Optional programs and accessories – Total fluorescence and fluorescence scanning

Total fluorescence and fluorescence scanning

Intrinsic fluorescence can be measured on the J-1500 or J-1700 CD spectrometers, with either the Peltier thermostatted single cell holders (PTC-510 and PTC-517) or automatic 6-position Peltier turret cell changer (MPTC-513). A simple low-cost system for detection of total fluorescence is available using a secondary detector and high-pass filters (FDT-538 and FST-470), allowing the user to select the excitation wavelength while detecting the emission at the wavelengths above the cut-off filter. This allows for simple, yet sensitive, detection of fluorescence changes during titration or thermal ramp experiments.

Alternatively, fluorescence data can be acquired by using the optional scanning emission monochromator (FMO-522) and emission detector (FDT-538). Excitation and fluorescence emission spectra can be scanned by fixing the emission or excitation wavelengths, respectively.
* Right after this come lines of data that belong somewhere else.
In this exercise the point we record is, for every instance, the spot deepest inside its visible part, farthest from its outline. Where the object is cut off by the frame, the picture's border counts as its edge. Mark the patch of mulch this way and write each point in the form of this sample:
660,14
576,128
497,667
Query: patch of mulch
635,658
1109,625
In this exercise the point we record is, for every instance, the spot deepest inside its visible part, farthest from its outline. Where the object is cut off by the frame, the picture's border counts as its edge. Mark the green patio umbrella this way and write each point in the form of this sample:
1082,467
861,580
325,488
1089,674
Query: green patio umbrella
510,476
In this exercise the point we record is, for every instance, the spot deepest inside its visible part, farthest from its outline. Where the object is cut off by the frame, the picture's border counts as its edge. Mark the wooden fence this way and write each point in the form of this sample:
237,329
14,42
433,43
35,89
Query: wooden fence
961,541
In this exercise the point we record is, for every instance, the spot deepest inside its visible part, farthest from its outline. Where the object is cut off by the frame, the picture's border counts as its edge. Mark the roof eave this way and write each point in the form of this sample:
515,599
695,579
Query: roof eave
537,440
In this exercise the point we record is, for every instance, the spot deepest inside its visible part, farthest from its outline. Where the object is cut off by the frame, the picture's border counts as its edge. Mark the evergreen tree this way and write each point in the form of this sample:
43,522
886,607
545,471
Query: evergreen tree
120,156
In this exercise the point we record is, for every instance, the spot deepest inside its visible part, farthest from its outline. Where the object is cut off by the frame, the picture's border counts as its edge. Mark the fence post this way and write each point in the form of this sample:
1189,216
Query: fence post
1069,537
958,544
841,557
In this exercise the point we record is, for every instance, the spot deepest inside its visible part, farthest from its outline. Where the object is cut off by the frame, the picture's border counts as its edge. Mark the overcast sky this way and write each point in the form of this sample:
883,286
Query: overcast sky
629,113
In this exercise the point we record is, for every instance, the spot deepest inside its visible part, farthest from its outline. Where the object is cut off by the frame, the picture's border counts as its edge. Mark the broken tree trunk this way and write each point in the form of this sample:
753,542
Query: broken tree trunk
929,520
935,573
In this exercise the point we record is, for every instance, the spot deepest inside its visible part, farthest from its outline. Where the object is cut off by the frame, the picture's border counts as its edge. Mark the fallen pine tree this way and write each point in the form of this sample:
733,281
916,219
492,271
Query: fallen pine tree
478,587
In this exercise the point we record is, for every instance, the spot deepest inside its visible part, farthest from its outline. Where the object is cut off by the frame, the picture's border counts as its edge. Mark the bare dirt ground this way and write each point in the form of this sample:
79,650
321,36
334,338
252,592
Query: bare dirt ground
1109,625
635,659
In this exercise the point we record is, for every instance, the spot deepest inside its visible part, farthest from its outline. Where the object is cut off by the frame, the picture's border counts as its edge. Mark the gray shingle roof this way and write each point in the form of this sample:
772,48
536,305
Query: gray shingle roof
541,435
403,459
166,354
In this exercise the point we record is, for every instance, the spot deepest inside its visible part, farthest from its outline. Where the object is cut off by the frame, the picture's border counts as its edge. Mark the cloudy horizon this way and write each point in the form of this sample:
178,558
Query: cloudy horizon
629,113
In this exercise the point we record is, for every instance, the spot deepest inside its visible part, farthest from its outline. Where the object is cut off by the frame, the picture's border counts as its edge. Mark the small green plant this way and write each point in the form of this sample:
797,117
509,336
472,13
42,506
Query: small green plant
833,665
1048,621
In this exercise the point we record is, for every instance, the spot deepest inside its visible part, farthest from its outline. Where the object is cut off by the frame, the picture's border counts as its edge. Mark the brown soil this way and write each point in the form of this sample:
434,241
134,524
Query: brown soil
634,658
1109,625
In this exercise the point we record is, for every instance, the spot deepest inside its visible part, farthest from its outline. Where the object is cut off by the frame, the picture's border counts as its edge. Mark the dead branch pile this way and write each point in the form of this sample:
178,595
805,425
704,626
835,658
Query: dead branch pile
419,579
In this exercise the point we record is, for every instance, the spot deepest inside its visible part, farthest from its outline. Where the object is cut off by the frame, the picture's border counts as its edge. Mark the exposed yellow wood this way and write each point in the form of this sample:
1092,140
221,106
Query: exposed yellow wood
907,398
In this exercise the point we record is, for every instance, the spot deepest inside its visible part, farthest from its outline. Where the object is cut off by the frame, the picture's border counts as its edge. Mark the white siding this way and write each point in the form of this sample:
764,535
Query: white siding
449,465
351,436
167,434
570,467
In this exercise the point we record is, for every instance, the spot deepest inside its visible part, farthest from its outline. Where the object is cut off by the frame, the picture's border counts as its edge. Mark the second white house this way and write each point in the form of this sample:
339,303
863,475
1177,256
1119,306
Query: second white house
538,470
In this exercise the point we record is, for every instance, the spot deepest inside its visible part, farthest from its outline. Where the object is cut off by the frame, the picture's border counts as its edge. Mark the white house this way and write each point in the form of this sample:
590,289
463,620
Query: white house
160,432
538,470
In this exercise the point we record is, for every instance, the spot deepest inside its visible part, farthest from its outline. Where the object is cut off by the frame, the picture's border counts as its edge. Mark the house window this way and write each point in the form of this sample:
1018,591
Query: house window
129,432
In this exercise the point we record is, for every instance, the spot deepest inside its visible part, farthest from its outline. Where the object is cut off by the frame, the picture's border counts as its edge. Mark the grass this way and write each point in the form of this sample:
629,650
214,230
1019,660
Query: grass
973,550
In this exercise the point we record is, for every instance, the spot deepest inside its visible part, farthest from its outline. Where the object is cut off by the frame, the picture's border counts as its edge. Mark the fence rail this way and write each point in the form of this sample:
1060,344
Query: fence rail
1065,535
• Fluorescence scanning can be coupled with the titration and thermal ramping capabilities
• With the MPTC-513, CD and fluorescence data can be collected, simultaneously or separately, on up to six samples
• With the HTCD Plus, high-throughput fluorescence scanning is also available.


Thermal denaturation of lysozyme measured with CD and fluorescence spectroscopies

Lysozyme, a globular protein found in the white of a hen’s egg, is a model protein used to investigate the denaturation of proteins at high temperature. The secondary structure of lysozyme comprises about 38 % α-helix and 10 % β-sheet.
Chicken egg-white lysozyme (1 mg) was dissolved in 15 mL of deionized water. The thermal denaturation of the protein was monitored using the J-1500 CD spectrophotometer equipped with an MPTC-513 automatic 6-position Peltier turret cell changer and an FMO-522 emission monochromator for detection of fluorescence. CD and fluorescence spectra were automatically measured at 5 °C intervals from 20 to 95 °C. After the final measurement at 95 °C, the sample temperature was returned to 20 °C and a final spectrum was collected.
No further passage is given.